Aggregating the console units Sold by first so the number doesn't end up being more units sold than people on the planet and the sum of the global sales to create a scatterplot. 

In [None]:
consoles_scatter = merged_col_rename.groupby('Platform').agg({'Global Sales': 'sum', 'Consoles Sold': 'first' })
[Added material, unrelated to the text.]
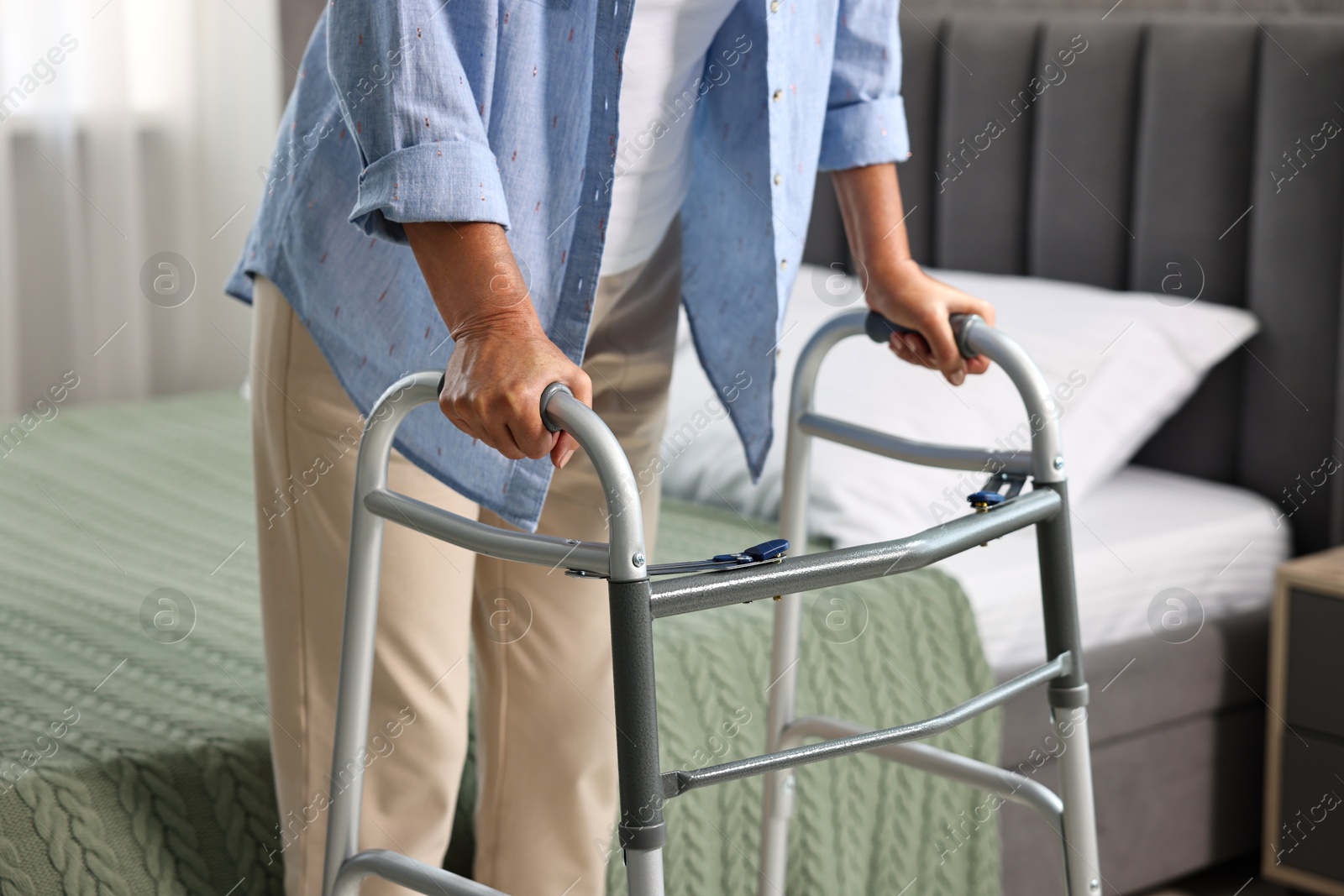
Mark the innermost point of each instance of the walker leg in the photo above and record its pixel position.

plt.figure(figsize= (12, 6))
sns.scatterplot(x='Consoles Sold', y='Global Sales', hue='Platform', data=consoles_scatter, palette='tab20', alpha= .99)
plt.title('Game Sales VS Console Sold', fontsize= 16)
plt.xlabel('Consoles Sold Worldwide (Millions)', fontsize= 14)
plt.ylabel('Global Game Sales(Millions)', fontsize=14)
plt.legend(fontsize=9, title='Platform', bbox_to_anchor=(1, 1))
plt.tight_layout()

You can see that the PlayStation 2 not only sold the most consoles but also the most games. This potentially shows that a greater console install base equates to higher sales of games. 
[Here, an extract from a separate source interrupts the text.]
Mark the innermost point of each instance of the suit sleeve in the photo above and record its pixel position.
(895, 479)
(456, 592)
Feature: Create a pivot table and create a seaborn plot from the pivot.


In [None]:
genre_pivot = pd.pivot_table(merged_col_rename, index='Genre', columns='Platform', values='Global Sales', aggfunc='sum')
genre_pivot


Filling the NaNs of the pivot with 0 to make the heatmap complete. 

In [None]:
genre_pivot = genre_pivot.fillna(0)
genre_pivot

Using seaborn to plot the heatmap using the created pivot table.

In [None]:
plt.figure(figsize=(18, 9))
sns.heatmap(genre_pivot, annot=True, cmap='coolwarm', fmt='.2f', linewidths=0.75)
plt.title("Global Game Sales(millions) by Genre and Console", fontsize=24)
plt.xlabel('Console', fontsize=18)
plt.ylabel('Genre', fontsize= 18)
plt.tight_layout()


See how action games and sports games contributed to the success of the Playstation 2 and that sports and misc games contributed the most to the Wiis.